Risk Management Through Insurance
By Ellen Tan

Risk management is the identification, analysis and economic control of risks that threaten the assets or earning capacity of an enterprise or individual. It is an important aspect of financial planning that can provide relief and comfort in the event that something unfortunate happens to you, for which you have carefully insured yourself against.

Some of the personal risks you may encounter include:

  • Premature death
  • Total & permanent disability
  • Contracting critical illness
  • Income needs in retirement
  • Children’s education funding
  • Parent’s long-term care

To put it briefly, you may die too young, live too long, succumb to illness or disability.

Insurance is a risk transfer mechanism by which an individual or organisation can exchange its uncertainty for certainty. The individual agrees to pay a fixed premium and in return, the insurance company agrees to meet any loss that falls within the terms of the policy.
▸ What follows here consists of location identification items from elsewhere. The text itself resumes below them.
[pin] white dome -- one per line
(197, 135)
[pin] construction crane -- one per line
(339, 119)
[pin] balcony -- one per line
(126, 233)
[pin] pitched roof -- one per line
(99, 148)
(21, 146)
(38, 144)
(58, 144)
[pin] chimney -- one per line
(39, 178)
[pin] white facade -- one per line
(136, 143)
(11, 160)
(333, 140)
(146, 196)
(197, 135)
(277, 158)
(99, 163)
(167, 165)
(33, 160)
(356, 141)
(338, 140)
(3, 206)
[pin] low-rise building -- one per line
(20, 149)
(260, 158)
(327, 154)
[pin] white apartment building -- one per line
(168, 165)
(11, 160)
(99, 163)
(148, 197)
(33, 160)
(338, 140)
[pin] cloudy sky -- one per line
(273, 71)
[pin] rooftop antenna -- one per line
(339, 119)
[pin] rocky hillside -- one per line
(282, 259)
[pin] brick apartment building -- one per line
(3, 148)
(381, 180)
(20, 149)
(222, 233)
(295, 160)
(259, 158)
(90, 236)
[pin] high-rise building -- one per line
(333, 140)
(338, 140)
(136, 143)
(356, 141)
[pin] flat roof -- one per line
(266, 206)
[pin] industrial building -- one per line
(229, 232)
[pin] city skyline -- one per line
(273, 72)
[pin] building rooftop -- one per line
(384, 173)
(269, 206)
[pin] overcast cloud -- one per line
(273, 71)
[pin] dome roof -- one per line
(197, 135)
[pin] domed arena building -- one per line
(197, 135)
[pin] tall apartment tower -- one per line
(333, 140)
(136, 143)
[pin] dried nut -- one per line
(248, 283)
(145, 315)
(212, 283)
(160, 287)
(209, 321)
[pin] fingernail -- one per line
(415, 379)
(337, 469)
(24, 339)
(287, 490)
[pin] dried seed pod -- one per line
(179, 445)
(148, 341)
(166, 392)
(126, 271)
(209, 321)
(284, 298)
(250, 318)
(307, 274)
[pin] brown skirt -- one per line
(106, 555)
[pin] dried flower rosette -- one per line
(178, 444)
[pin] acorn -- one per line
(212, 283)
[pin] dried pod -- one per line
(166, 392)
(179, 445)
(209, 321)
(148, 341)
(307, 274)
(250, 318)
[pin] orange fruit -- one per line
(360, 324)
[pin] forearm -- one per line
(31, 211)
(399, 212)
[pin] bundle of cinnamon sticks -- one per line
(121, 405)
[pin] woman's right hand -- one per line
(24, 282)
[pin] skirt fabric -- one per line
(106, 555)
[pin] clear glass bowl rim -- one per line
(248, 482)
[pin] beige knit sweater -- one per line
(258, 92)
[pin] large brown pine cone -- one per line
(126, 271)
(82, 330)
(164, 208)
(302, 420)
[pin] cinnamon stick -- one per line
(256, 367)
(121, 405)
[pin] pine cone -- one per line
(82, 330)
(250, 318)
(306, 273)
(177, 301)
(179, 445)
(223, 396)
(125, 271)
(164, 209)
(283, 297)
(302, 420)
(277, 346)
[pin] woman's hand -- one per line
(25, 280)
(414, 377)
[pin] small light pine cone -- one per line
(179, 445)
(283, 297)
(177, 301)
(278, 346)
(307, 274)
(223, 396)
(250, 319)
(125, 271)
Insurance planning should be based on the ‘Large Loss Principle’, which means, insure low frequency but high severity risks. For example, insure for critical illnesses such as cancer or heart attack, which occur probably just once in a lifetime (low frequency) but when it occurs, the financial loss is severe. It is worthwhile taking out insurance for such illnesses but not for the common flu or for visiting the panel doctor that may costs RM40. Risk is essentially a combination of likelihood of event and the severity should the event occur.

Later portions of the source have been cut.